Kashmirs: Alike in polls, different in 'execution'

Just Earth News | @justearthnews | 02 Dec 2020, 01:54 am Print

Kashmirs: Alike in polls, different in 'execution' Election in Kashmirs

The DDC polls in India's Jammu and Kashmir took place on November 28

Elections were held in both Pakistan Occupied Kashmir (PoK) and the Indian Union Territory of Jammu and Kashmir in November and that is where the similarities between the two nuclear-armed neighbours end.

The election process in itself was largely different. While India aimed at forming a democratic government to better the lives of the residents, the elections in PoK's Gilgit-Baltistan (GB) on Nov 15 were designed for Prime Minister Imran Khan and his party, the Pakistan Tehreek-e-Insaf's (PTI), to win.

To start with, the GB elections were to take place in the month of August, but were postponed by the Khan government.

Even though Islamabad claimed 'incomplete voters list' as a reason for their decision to defer the polls, critics say it was intentional.

"Critics of Imran Khan are of the view that this was a manoeuvre to let winter set in so that far-flung regions in the mountainous region would be blocked due to snowfall thus making it impossible for voters to get to the far and few polling stations," Amjad Ayub Mirza, an activist from PoK wrote in his article.

Activist Amjad Ayub Mirza

"...the GB elections were a power grab scam which enabled the federal government in Pakistan to ‘select’ a toothless rubber-stamp legislative assembly," the article read.

Contrary to the polling just across the border, as much as 51.76 percent voting was recorded in the first phase of the UT's District Development Council (DDC) elections, which started from Nov 28. The voting will be completed in eight phases.

What was more remarkable was the voter turnout in South Kashmir, which is more prone to terrorist attacks and unrest.

"Perilously notorious trouble spots such as Kupwara, Shopian, Doda, Kathua and Samba to name a few, witnessed a turn out of 50.74 per cent, 42.58 per cent, 64.49 per cent, 62.82 per cent and 68.61 per cent respectively," Mirza said.

There was also a stark difference in the attitude among the people of the two regions.

GB witnessed violent protests, which continued for a week as opposition parties refused to accept the results. In India, however, no untoward incident was recorded.

Defying the bone chilling winter, a 120-year old woman, rode on the back of her great-grandchild to cast her vote. This in itself showed the kind of interest the DDC elections generated among the natives.

PTI's win in GB also came as a shock to many pundits who had predicted a disaster for Khan and his team.

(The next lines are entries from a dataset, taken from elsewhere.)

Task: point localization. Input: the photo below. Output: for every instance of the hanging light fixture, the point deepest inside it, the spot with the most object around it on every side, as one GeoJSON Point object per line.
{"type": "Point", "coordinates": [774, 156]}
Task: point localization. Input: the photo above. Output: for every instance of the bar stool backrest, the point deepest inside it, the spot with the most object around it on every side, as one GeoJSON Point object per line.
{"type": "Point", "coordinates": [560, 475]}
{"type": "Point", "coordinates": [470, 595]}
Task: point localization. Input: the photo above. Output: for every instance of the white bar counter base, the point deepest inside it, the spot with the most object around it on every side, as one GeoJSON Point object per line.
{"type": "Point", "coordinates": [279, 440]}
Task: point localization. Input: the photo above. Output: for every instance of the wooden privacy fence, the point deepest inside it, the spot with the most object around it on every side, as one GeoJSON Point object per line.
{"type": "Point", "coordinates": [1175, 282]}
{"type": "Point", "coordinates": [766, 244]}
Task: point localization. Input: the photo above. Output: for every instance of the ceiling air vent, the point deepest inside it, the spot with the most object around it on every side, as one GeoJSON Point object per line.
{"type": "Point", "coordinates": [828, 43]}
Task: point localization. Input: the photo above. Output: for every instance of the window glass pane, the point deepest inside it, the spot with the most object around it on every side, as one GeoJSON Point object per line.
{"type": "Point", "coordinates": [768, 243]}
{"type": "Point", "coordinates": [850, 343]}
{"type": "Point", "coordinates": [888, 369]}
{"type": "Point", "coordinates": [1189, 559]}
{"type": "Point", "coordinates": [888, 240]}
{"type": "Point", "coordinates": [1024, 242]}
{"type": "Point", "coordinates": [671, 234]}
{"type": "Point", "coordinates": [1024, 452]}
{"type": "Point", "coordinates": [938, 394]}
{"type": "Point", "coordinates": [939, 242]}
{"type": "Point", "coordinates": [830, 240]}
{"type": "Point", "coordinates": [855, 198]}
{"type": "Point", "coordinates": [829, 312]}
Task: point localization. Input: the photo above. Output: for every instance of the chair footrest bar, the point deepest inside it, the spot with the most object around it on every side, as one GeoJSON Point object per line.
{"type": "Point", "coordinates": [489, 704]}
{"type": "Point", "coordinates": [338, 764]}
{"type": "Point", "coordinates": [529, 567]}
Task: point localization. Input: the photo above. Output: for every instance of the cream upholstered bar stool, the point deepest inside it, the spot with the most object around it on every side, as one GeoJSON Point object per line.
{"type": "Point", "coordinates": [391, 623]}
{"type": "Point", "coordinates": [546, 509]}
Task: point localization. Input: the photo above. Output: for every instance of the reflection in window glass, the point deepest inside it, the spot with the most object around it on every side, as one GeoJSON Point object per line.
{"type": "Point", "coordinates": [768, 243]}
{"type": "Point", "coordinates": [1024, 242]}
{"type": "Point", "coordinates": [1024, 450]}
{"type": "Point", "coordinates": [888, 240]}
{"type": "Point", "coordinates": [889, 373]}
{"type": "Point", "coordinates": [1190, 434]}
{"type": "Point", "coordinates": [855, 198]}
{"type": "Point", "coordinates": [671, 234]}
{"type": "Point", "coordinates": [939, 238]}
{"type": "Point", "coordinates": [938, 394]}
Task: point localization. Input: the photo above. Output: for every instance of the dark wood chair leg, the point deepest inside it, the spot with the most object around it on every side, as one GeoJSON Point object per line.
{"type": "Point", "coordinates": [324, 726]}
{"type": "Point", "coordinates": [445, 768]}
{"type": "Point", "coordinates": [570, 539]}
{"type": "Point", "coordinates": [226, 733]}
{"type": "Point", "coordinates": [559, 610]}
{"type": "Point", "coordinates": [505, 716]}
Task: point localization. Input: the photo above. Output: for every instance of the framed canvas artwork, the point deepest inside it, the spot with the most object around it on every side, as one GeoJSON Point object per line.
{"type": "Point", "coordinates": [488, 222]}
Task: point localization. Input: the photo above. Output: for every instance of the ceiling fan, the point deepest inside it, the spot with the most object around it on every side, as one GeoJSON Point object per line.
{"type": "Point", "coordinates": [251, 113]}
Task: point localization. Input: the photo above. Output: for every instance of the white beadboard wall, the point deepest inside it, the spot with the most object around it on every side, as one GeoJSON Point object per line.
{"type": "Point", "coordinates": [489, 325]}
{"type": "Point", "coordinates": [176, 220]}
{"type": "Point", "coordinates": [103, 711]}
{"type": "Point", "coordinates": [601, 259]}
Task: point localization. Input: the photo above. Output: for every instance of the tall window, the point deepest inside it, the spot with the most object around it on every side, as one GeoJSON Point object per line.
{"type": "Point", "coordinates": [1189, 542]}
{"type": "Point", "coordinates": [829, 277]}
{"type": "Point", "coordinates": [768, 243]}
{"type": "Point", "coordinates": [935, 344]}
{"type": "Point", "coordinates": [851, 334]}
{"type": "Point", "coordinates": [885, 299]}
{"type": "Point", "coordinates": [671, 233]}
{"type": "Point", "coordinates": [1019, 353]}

But on the day of the election gunmen attacked several polling stations and replaced ballot boxes with ones which had already been filled with votes to make ‘selected’ PTI candidates win, Mirza claimed.

"At least 1,700 postal votes were discovered in Astore which had mysteriously been stamped before the election date," the article read.

Though GB remains loyal to the centre, at least it had been in 2009 and 2013, ie: the party in power tends to win in GB, residents are indifferent towards Imran Khan as several of his policies have gone against them.

"...poor performance of Imran Khan government in Pakistan, the lack of grass root party organisation in GB, the resentment against the declaration of turning GB into Pakistan’s fifth province and the resonance of the anti-military establishment public discontent displayed at several rallies held across the country under the banner of Pakistan Democratic Movement were decisive elements that everyone had realised would grossly dent PTI popularity, if any, in GB, and that the PTI would lose miserably," Mirza said.

Yet, the PTI won eight seats.

Maryam Nawaz of Pakistan-Muslim League Nawaz who was considered a favourite, drawing the largest crowds at her public meetings in Gilgit and Skardu, managed just the two seats.

Pakistan People’s Party leader Bilawal Zardari Bhutto won four.

Pakistan Peoples’ Party (PPP) chairman Bilawal Bhutto Zardari. Photo: PPP Facebook

It is no surprise that the toothless Imran Khan government manages to win elections. One would, if you play puppet to the army, and Imran Khan does that to perfection. Mirza wrote, "This can only happen in Pakistan where the invisible hand of Pakistani military establishment works in mysterious ways."

As far as the DDC elections are concerned, those opposing the abrogation of article 370 and 35A  (of the Indian Constitution) wanted a disruption, unfortunately for them, the voter turnout spoke otherwise.

What is Article 370?

According to Article 370 of the Indian constitution, it gave special status to Jammu and Kashmir, a region located in the northern part of Indian subcontinent which was administered by India as a state from 1954 to 31 October 2019, conferring it with the power to have a separate constitution, a state flag and autonomy over the internal administration of the state.

It was removed in October 2019 as the Indian Government made Jammu and Kashmir into a Union Territory.

What is Article 35 A?

Article 35A of the Indian Constitution was an article that empowered the Jammu and Kashmir state's legislature to define "permanent residents" of the state and provide special rights and privileges to them. Non-permanent residents of the state, even if Indian citizens, were not entitled to these 'privileges'.